Vendor directory
Connected device data is worthless until it lands in the EHR clean, mapped, and patient-associated. Vendor-neutral integration middleware is the layer that gets it there, normalizing output from hundreds of device models and routing it to the EHR, alarm management, and clinical surveillance. We evaluate these platforms on driver coverage, standards support (HL7, FHIR, IHE PCD), and how they handle alarms, the connectivity layer HTM and clinical informatics own together.
Vendor-independent medical device integration software that collects device data for alarm management, clinical surveillance, and nurse call — integrating RTLS and wearables.
Better Care makes BC Link, a vendor-agnostic medical device interoperability platform that connects bedside devices such as multiparameter monitors, ventilators, anaesthesia workstations, and pulse oximeters, then harmonizes their data, including high-resolution waveforms, into a unified clinical database. BC Link integrates bidirectionally with hospital systems (EHR, HIS, PACS, LIS) and is certified as a Class IIb medical device in Europe. It can be deployed on-premise, cloud, or hybrid.
Connexall is a vendor-neutral clinical alarm management and event-notification middleware platform that ingests alarms and events from patient monitors, nurse call, smart beds, IV pumps, and IT systems, then applies routing and escalation rules to deliver alerts to caregiver endpoints such as smartphones, voice badges, and workstations.
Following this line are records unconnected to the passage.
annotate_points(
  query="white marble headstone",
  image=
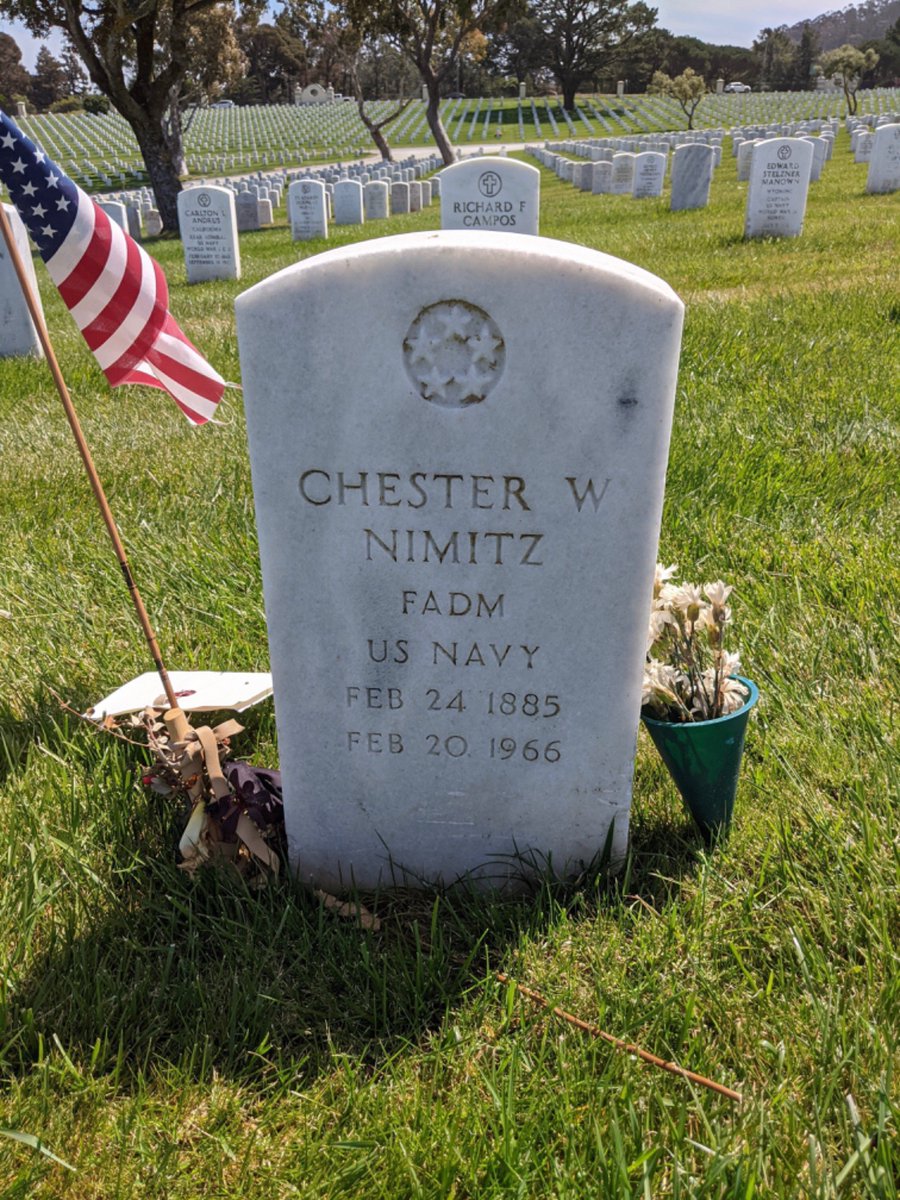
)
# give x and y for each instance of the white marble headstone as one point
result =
(307, 208)
(649, 174)
(348, 202)
(491, 193)
(623, 173)
(17, 330)
(779, 183)
(115, 211)
(209, 233)
(457, 495)
(885, 162)
(246, 208)
(691, 177)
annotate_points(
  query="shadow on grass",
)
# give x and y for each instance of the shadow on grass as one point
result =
(141, 965)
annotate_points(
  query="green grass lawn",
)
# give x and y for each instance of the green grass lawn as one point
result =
(177, 1038)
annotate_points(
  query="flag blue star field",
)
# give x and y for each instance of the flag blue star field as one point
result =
(115, 292)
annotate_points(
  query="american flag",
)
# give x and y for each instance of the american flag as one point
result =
(115, 292)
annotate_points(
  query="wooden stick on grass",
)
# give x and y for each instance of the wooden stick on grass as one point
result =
(628, 1047)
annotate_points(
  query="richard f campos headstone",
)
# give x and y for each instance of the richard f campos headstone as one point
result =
(459, 496)
(490, 193)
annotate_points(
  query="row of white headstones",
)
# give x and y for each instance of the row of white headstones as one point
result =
(459, 447)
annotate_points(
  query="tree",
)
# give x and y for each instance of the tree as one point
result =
(276, 61)
(583, 39)
(76, 78)
(849, 64)
(48, 82)
(688, 89)
(138, 53)
(376, 129)
(805, 55)
(15, 79)
(775, 54)
(888, 51)
(432, 34)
It is positioned as enterprise middleware sitting between source systems and care teams. Connexall is a product of GlobeStar Systems, founded in 1992.
Healthcare software engineering firm that builds custom medical device integration software, capturing real-time data from bedside devices and routing it into the EHR to automate manual clinical data entry. Also offers EHR/FHIR/HL7 integration, care management, and SaMD development services.
Medical Informatics Corp makes Sickbay, an FDA-cleared, vendor-neutral platform that collects and aggregates high-resolution physiologic waveforms and numeric data from bedside monitors, ventilators, pumps, and other ICU devices across manufacturers. It time-synchronizes and stores this data for real-time remote monitoring, virtual ICU, and downstream analytics and machine-learning applications. The platform is used as clinical data infrastructure for predictive monitoring research.
MediCollector provides software for real-time acquisition, recording, and streaming of medical device data, captured directly from bedside devices such as Philips, GE, and Dräger monitors. It captures both waveform and numeric vital-signs data and translates vendor-specific protocols into standardized HL7 messages for HIS, EMR, and integration engines. Classified as a Medical Device Data System (MDDS), it acquires and transports data without altering it. MediCollector was founded in 2017 in Boston out of the Wyss Institute at Harvard.
Vendor-neutral Medical Device Information Platform (MDIP) that connects 1,200+ device types via 250+ drivers and streams harmonized data to EHRs, alarm management, and clinical surveillance systems.
Middleware sits between bedside devices and the EHR, handling data acquisition, normalization, protocol conversion, and routing. The EHR stores and displays the patient record; it does not speak the dozens of proprietary device protocols a hospital runs. Vendor-neutral middleware connects devices from any manufacturer to any EHR (Epic, Oracle Health, MEDITECH) plus alarm and surveillance systems, so you are not locked into one device vendor's gateway.
Expect HL7 v2.x messaging (ADT, ORM, ORU) for the core observation flow into the EHR and FHIR R4 (Device, Observation, DeviceMetric resources) for modern app and analytics layers. On the device side, look for IEEE 11073 / SDC and the IHE Patient Care Device profile, specifically PCD-01 (Device Enterprise Communication), which standardizes how device observations reach enterprise systems. A platform supporting all four covers both legacy and forward-looking deployments.
Alarm middleware filters, prioritizes, and forwards device alarms to secondary notification channels (mobile devices, pagers, central stations) so the right alert reaches the right clinician. This directly supports Joint Commission NPSG.06.01.01 on clinical alarm safety and aligns with IEC 60601-1-8 alarm-priority principles. The design goal is reducing alarm fatigue without downgrading urgent conditions, so validate latency, packet loss handling, and acknowledgment behavior before you buy.
IEC 80001-1 places risk management for any IT network carrying medical devices on the "responsible organization," meaning the hospital, across the full network lifecycle. You must manage safety, effectiveness, and security before, during, and after connecting devices. IEC 81001-5-1 extends this to security activities across the health-software lifecycle. Practically, HTM, IT, and clinical engineering share a documented risk-management process rather than treating connectivity as a one-time install.
Connected device counts multiply the attack surface, so integration platforms should support network segmentation, encrypted transport, and device authentication, not just data movement. Request each device's MDS2 (Manufacturer Disclosure Statement for Medical Device Security) to assess its security posture, and confirm the middleware vendor follows FDA premarket cybersecurity expectations. Treat the integration layer as a security boundary, not a neutral pipe.